Cheryl Hughes, of Coalsnaughton Parent Council, detailed the possible financial implications for families, should the dreaded closure plan go ahead.

She told the Advertiser: "The transport is a massive concern for us. For me, with three kids, it will cost £18 a day on the bus to take them to school and then back again to get them.

"We're 1.9 miles away from Tillicoultry so the kids won't qualify for free travel as the council are changing that as well."

Cheryl also raised safety concerns regarding possible routes from Coalsnaughton to Tillicoultry, and queried whether the pavements were even wide enough for groups of children to travel on.

She added: "The biggest issue is there are no crossings or lollipop people on the routes. Even with parents, it is dangerous to go along some of the roads with trucks passing at high speeds.

"It is also the logistics of it for some families. You could have a situation where a family with three kids could have one at nursery in Coalsnaughton, one in primary at Tillicoultry and one at secondary at Alva Academy.

"A friend of mine has already looked at cutting her hours at work because she'll need to change arrangements and pick up her kids. That could cost her £700 a month. It's crazy."

Parents in Fishcross have also expressed similar concerns, addressing the two main routes their children would have to take when walking to Craigbank Primary School, where they will likely be moved to.

The two possible routes are along Alloa Road or via the public footpath and cycle lane.

Kari Smith, of Fishcross Parent Council, said: "It is probably one of the major concerns. With Alloa Road, many parents feel this is a very busy and dangerous road. It is one of the main routes for traffic from Tillicoultry into Alloa and is extremely busy at all times.

"Some of the route does not have a footpath on both sides of the road meaning there is a need to cross without any assistance.

"Some families would have to cross the road twice. There aren't very many lights, crossings or lollipop men or women.

"There is also often a speed camera van outside the housing estate which raises concerns that cars are travelling too fast along the road."

While less than suitable in the eyes of parents, it is probably still the best of the two, with the 'Wagon Road' a poorly lit footpath.

Kari continued: "This is an extremely dangerous road to cross for both adults and children. When they have crossed the road the access on to the railway is laden with puddles.

"The public footpath is not light and children will need to allow themselves at least 25 minutes to get to school. During the winter months it would still be dark and could be intimidating for them.

"As parents we are constantly reminded to teach our children about 'stranger danger' but this route is very unsafe away from the public eye.
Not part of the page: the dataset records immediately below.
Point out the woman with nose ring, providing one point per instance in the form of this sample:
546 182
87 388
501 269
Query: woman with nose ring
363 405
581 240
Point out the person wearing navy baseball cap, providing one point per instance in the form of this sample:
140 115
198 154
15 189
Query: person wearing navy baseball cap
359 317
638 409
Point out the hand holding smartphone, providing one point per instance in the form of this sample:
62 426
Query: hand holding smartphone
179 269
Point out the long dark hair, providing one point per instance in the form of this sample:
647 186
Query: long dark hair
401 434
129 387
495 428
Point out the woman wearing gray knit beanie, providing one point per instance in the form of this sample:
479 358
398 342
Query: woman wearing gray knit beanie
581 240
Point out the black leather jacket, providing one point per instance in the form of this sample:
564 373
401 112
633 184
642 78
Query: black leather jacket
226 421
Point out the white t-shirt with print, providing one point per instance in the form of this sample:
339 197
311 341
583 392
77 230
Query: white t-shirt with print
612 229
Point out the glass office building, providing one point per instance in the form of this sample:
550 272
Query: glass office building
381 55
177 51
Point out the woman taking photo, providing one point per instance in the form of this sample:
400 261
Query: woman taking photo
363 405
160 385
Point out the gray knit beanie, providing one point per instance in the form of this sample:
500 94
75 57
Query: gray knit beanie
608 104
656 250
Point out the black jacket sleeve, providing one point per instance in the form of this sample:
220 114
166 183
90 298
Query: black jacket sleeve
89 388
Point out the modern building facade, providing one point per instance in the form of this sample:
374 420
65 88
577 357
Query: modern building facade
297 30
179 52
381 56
Anything could happen to the kids walking on their own."

The possibility of walking along paths also throws up another issue as the council detailed a proposal to cut winter maintenance on pathways in the Wee County to save money.
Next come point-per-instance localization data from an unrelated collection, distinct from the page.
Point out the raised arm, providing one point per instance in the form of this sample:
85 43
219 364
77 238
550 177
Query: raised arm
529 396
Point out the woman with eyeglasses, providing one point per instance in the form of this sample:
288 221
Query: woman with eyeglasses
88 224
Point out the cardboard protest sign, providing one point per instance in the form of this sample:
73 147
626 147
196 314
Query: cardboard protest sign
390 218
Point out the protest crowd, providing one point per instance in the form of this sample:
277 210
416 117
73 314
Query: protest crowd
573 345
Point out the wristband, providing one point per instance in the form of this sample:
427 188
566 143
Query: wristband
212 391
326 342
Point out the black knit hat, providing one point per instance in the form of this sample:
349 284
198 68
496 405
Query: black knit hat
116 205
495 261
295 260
This means there is the chance children would be walking along poorly lit pathways which are icy during winter.

Kari said: "If they [council] are going to make this a school road, how can they expect kids to walk along it when it is covered in snow and ice and that is before they cut maintenance to it?"

The Fishcross mum added that she thinks there isn't a single family in Fishcross who will qualify for the free transport as they will fall beneath the statutory two miles for under eights and three miles for over eights.
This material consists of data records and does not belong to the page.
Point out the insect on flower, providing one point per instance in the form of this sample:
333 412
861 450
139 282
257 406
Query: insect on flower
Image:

Anyone wishing to air their views on the closures can do so by attending budget engagement drop-in sessions at Alva Academy tonight (Wednesday) or Alloa Town Hall tomorrow night between 6pm and 9pm.

The public consultation is ongoing and Clackmannanshire Council has reiterated its stance that there has been no decision made yet.

A spokesperson said: "No decisions have yet been taken. These are officer options which will be part of budget engagement, which will then inform the decision making of councillors at the budget meeting.

"If these options, which are part of a school estates review, are agreed, they will then move to a statutory consultation process before any final decisions are taken."